Dinding belang separo kuning separo merah itu adalah sisi kanan dari satu toko berjudul  "Orang Utan". Tadinya aku kira ini yayasan nirlaba, karena judulnya binatang yang dilindungi ini. Lagipula  berjualan T shirt berdisain khusus dengan kata-kata yang lucu mengena (seperti Joger itu lho). Ternyata T shirt hanya spin off dari obyek utamanya yaitu lukisan. Seniman dibalik ini adalah Charles Cham, yang menggabungkan lukisan dengan gambar dan tulisan. Ia cukup terkenal ternyata secara Internasional. (Aku menginap di guest house di sebelahnya, tapi tak sempat mengunjungi gallery ini. Sayang). Papan berwarna coklat di bawah jeruji besi bertuliskan: Jalan Tukang Besi. Dulu disini banyak terdapat pandai besi.
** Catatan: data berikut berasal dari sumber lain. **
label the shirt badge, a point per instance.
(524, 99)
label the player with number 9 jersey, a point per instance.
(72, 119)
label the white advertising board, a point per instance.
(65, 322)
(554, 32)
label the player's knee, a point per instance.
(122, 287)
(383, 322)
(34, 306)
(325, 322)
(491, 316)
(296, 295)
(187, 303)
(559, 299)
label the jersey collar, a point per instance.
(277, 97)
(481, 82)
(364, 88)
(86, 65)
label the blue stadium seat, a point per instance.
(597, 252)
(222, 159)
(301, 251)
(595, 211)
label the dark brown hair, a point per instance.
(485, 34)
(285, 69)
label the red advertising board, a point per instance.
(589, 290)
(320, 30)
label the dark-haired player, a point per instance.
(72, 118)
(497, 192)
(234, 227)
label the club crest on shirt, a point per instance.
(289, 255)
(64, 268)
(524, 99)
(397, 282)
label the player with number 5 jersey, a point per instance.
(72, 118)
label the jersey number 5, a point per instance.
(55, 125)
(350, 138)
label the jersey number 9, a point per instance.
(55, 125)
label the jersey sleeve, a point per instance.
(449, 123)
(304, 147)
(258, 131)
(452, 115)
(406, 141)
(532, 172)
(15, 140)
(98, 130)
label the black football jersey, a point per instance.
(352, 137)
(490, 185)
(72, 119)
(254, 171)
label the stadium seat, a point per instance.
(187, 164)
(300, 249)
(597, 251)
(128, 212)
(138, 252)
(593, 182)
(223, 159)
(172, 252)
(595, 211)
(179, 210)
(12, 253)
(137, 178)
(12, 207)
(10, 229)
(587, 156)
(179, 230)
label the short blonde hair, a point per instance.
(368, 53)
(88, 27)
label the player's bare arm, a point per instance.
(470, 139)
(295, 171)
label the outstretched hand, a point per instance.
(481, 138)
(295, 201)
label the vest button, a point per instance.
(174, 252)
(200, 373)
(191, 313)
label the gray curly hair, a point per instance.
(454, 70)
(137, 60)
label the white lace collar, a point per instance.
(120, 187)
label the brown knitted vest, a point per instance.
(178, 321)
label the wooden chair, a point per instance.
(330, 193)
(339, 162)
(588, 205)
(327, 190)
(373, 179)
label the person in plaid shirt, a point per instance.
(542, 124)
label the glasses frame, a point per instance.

Tahun 2007, satu di antara dua pandai besi tersisa meninggal - kemungkinan karena uap tungku yang terhirup hari-hari.  Sekarang hanya tinggal satu pandai besi di sini, persis di depan guest houseku tadi. Nanti aku ceritakan khusus tentang The Last Blacksmith Standing ini.

Keluar dari makan pagi di suatu restoran sederhana mama' - atau India Selatan- (roti prata tambah  doosa -sejenis crepe- dengan berbagai chutney plus kari dan teh tarik hanya seharga 2 ringgit beberapa sen alias tujuh ribuan perak saja!), aku menemui diri di dunia zaman lima  puluhan. Ruko di sebelah resto pilihanku tadi, berdisain jadul. Ditambah sepeda dengan keranjang depan, tiga bapak-bapak  India, yang satu bersarung, lampu neon, jeruji pinu besi............. lengkaplah setting yang  mentransportasiku  ke dunia sepia. Syukur aku sempat "membekukan" momen ini....
Pertokoan bergaya  seperti ini banyak terdapat di Melaka, Penang, Singapura, Medan, dan kota-kota lain di kedua pinggir selat Melaka. Karena mengkombinasikan berbagai kultur mereka disebut bergaya peranakan atau Nyonya. Arsitektur dasarnya Inggris (Victorian) dengan pengaruh Portugis. Nuansa Cina banyak pada ornamen, lengkungan atap, paduan warna meriah dsb. Di Melaka ada daerah2 yang dinyatakan sebagai national heritage sehingga tidak bisa dirubuhkan diganti yang baru.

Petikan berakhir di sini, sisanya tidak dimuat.